Kintsugi

Publié le par Monique MERABET

Kintsugi

KINTSUGI

 

 

 

Ciel sans nuage

pour fêter l’août

rosiers à planter

 

Chants trillés qui se répandent dans le matin bleu. Cette impression d’être la seule à ne pas comprendre, à ne pas répondre.

L’écriture, heureusement, me permet de m’inscrire dans le grand concert du dimanche. Ma petite voix, seule et unique. Indispensable ?

Je m’interroge parfois sur la nécessité de dire mes ressentis, la légitimité de les écrire. N’ai-je rien d’autre — de plus signifiant, de plus conséquent — à offrir ?

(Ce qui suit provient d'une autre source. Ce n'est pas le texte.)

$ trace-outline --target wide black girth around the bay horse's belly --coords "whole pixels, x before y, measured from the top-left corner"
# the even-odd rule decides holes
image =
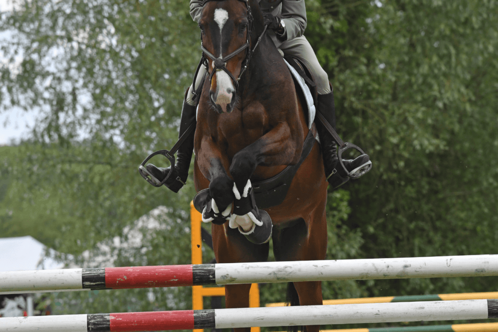
[[[304,140],[301,158],[297,164],[287,166],[283,171],[269,179],[258,182],[251,180],[252,188],[254,189],[254,199],[259,209],[266,209],[282,204],[287,196],[294,175],[296,175],[297,170],[306,157],[308,157],[315,144],[316,134],[315,123],[313,123]]]

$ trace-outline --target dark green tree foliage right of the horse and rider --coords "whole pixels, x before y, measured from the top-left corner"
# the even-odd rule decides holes
[[[308,39],[328,54],[339,131],[373,160],[344,187],[357,257],[497,253],[498,3],[340,2],[313,7]],[[497,287],[481,279],[359,284],[369,296]]]

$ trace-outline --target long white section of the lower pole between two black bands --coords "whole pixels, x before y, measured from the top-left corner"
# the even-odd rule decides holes
[[[215,309],[217,329],[487,318],[487,300]]]

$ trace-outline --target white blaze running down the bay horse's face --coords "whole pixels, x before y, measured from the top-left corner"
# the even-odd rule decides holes
[[[223,26],[228,20],[228,11],[222,8],[217,8],[215,10],[215,22],[218,23],[220,27],[220,55],[219,58],[223,57],[222,45],[223,45]],[[213,63],[214,66],[214,63]],[[220,105],[224,112],[227,111],[227,105],[232,102],[233,92],[235,91],[232,79],[224,70],[218,70],[216,72],[216,104]]]

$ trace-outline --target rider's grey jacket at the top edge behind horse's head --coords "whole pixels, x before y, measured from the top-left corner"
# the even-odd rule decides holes
[[[194,21],[201,19],[203,0],[190,0],[190,15]],[[269,30],[267,33],[275,43],[280,46],[283,41],[291,40],[303,35],[306,29],[306,6],[304,0],[258,0],[263,12],[272,13],[280,17],[285,23],[286,34],[284,39],[278,40],[275,33]]]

Mais pourquoi entonnerai-je les airs des autres ? Ils ne sont ni plus sacrés, ni plus pertinents que les miens.

Fête de l’Aïd : chez les voisins, un beuglement. Avant le sacrifice… je perçois l’écho de leurs prières.

Mêler mes mots à ceux d’autres, des poètes, des penseurs, des prophètes, des religieux, des rationalistes, des écrivains « bienveillants »… comme Le Clézio ;

 

Je veux écrire pour être du côté des animaux et des enfants, du côté de ceux qui voient le monde tel qu’il est, qui connaissent sa beauté

(extrait de L’inconnu sur la terre)

 

Choisir son envers et son endroit du monde, cadeau de la maturité, de la vieillesse. Sagesse ?

Après avoir tant vécu, ne plus se laisser prendre au piège des passions, des indignations, des fascinations de pacotille, des déceptions. Trouver beau le monde tel qu’il est, au-delà des griffures que nous y laissons.

Retisser sa trame parfois usée d’un fil d’araignée, d’un pétale, d’une note. Adopter l’art japonais du kintsugi : il consiste à réparer une poterie fêlée en faisant zigzaguer sur la fissure un sillon doré apparent, empreinte du passé, résilience de ce qui peut redonner vie et intégrité à la matière bisée.

 

Mille éclis

les chats n’ont rien laissé pour

le kintsugi

 

Kintsugi signifie : jointure en or.

Le temps œuvre dans la ligne de cet art ; il nous permet de réparer nos blessures, de souligner notre âge de rides, de taches, voire de cicatrices témoignant des combats menés.

Se souvenir d’en combler les déchirures avec l’or de la poésie, des bonheurs rencontrés, paillettes qui se posent, s’agglomèrent, se fondent en un chemin de vie où se perdent les mauvais jours, les peurs, les pleurs à cœur fendre.